The draft proposes to finally eliminate the existing patchwork of biofuel, biomass, and alternative fuel tax policies. It would replace these provisions with a “new tax credit for clean transportation fuel that is technology-neutral and performance-based.” Unfortunately, there are several problems with the new credit that make it problematic.

The new transportation fuel credit would allow corn ethanol facilities powered by biomass sources to once again become eligible for federal tax breaks, even though the Volumetric Ethanol Excise Tax Credit (VEETC) was so unpopular that it ended in 2011. For the first time, corn butanol, another corn-based biofuel, would also become eligible for the new tax credit even though the use of corn-based biofuels has failed to reduce greenhouse gas emissions. The proposed credit also fails to take into account full life-cycle carbon emissions since it would exclude carbon emitted during the production of feedstocks used in ethanol or biodiesel production, such as corn or soybeans. It would also create unintended consequences as a result of increased biomass and biofuel production, such as higher food prices and indirect land use changes which cause deforestation and production on previously uncultivated land.

  • Biofuel, biomass, and alternative fuel tax preferences – including the cellulosic, biodiesel, open-loop biomass, alternative fuel, and alternative fuel property tax credits – that are expiring at the end of 2013 should be allowed to expire immediately (instead of some being extended through 2016, as the draft proposes), and they should not be replaced with the proposed “clean transportation fuel” tax credit.

The draft proposes the option of claiming a 20 percent investment tax credit after 2016 for existing facilities that undertake a carbon capture and sequestration (CCS) retrofit that captures at least 50 percent of carbon dioxide emissions. Carbon capture and storage technology is largely untested and unproven. Current carbon capture technology would need to be scaled-up as much as 100 times in order to be workable in commercial power plant. Not only would it take massive investments in infrastructure and subsidies to test the commercial viability of CCS, but any consequent clean-up, should leaks or unforeseen accidents occur, would likely be paid for by taxpayers.

  • The credit for carbon capture and sequestration is not in the long-term interests of taxpayers.

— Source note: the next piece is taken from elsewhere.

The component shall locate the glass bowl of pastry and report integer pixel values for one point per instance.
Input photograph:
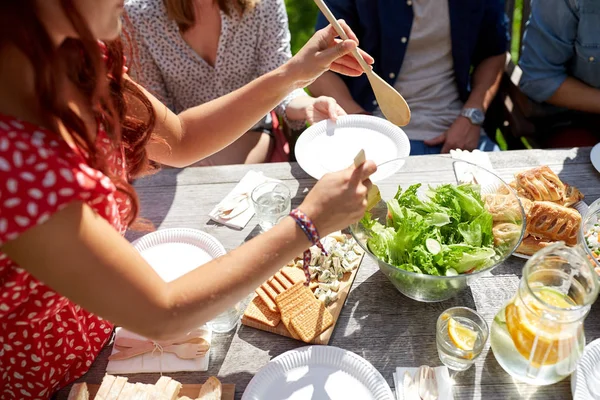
(589, 234)
(441, 223)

In general, a better policy choice than alternative fuel production and distribution tax credits is an upstream carbon tax. It would encourage through prices the adoption of energy efficiency measures by consumers and businesses. Imposition of an upstream carbon tax would not require the creation of a large new bureaucracy to measure actual emissions and collect the tax, and the number of firms required to file tax returns for an upstream tax would be limited. It would apply to the principle sources of CO2 emissions: coal, natural gas and petroleum products, and it could impose differing rates on each taxable substance so that each is taxed equivalently in terms of tons of potential CO2 emissions. The CO2 equivalence rate could be set and adjusted to achieve any desired combination of revenue collections and CO2 emissions reductions.

  • In general, an upstream carbon tax would be a much better policy choice than tax credits. 

 



[1] ASC 740-10-10-2

[2] ASC 740-30-25-17.

[3] Firms Keep Stockpiles of 'Foreign' Cash in U.S.,  Wall Street Journal (Jan. 22, 2013)

[4] Cellulosic ethanol is also eligible for numerous grants, loan guarantees, and other subsidies through the farm bill energy title and various energy bill provisions.

[5] Types of biodiesel eligible for the tax credit include those derived from the following feedstocks:  “virgin oils, esters derived from corn, soybeans, sunflower seeds, cottonseeds, canola, crambe, rapeseeds, safflowers, flaxseeds, rice bran, mustard seeds, and camelina, and from animal fats.” http://www.propetroleum.com/PDFS/certificate_bio-diesel.pdf

[6] Eligible facilities include gasoline stations, those installing biodiesel or 85% ethanol (E85) blender pumps, or repowering sites for electric vehicles. Stations dispensing natural gas, liquefied natural gas (LNG), and liquefied petroleum gas (LPG) are also eligible for the credit.